A field of fuel waiting to be tapped
Researchers calculated that India generates about 250 million tonnes of crop residue each year. Much of it is burned in the fields, especially in the states of Punjab and Haryana, where rice straw is considered useless after harvest. The burning sends clouds of fine particulate matter across the region, contributing to some of the worst air pollution on the planet. But the study suggests that this waste could instead be converted into biofuel for jets. The process would involve turning the plant matter into a synthetic crude oil and then refining it into aviation fuel.
Why local farmers and global airlines both stand to gain
For farmers in northern India, stubble burning is a cheap and fast way to clear fields for the next planting season. But it comes at a high cost to public health and the environment. The new research, published by scientists from India and abroad, estimates that the available crop residue could yield roughly 30 to 40 million tonnes of sustainable aviation fuel per year. That is enough to meet a substantial portion of global demand for jet fuel, which currently stands at around 300 million tonnes annually. Airlines are under growing pressure to cut their carbon emissions, and sustainable aviation fuel is seen as one of the few viable options for long haul flights. But production has been limited by the high cost of feedstocks like used cooking oil or dedicated energy crops. Crop waste, which is abundant and often free, could change that equation.

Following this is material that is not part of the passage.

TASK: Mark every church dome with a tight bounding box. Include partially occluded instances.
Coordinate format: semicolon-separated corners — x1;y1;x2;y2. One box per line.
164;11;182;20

The study also notes that using the stubble for fuel would avoid the emissions from field burning, which releases carbon dioxide, methane, and other pollutants. The net climate benefit would depend on how the fuel is produced and used, but the potential is large. Local communities in India have long demanded action on stubble burning, which causes respiratory illness and disrupts daily life for millions. Turning the waste into a valuable commodity could give farmers an economic incentive to stop burning.
A solution that connects rural India to the global sky
The idea is not yet commercial. The technology to convert crop waste into aviation fuel exists but remains expensive and has not been deployed at scale in India. The study calls for policy support and investment to build a supply chain that collects the stubble, transports it, and processes it into fuel. If that happens, the same fields that now produce a seasonal health crisis could become a source of clean energy for the aviation industry. The smoke that hangs over Delhi each November might one day be remembered not as a disaster, but as a signal of something waiting to be used.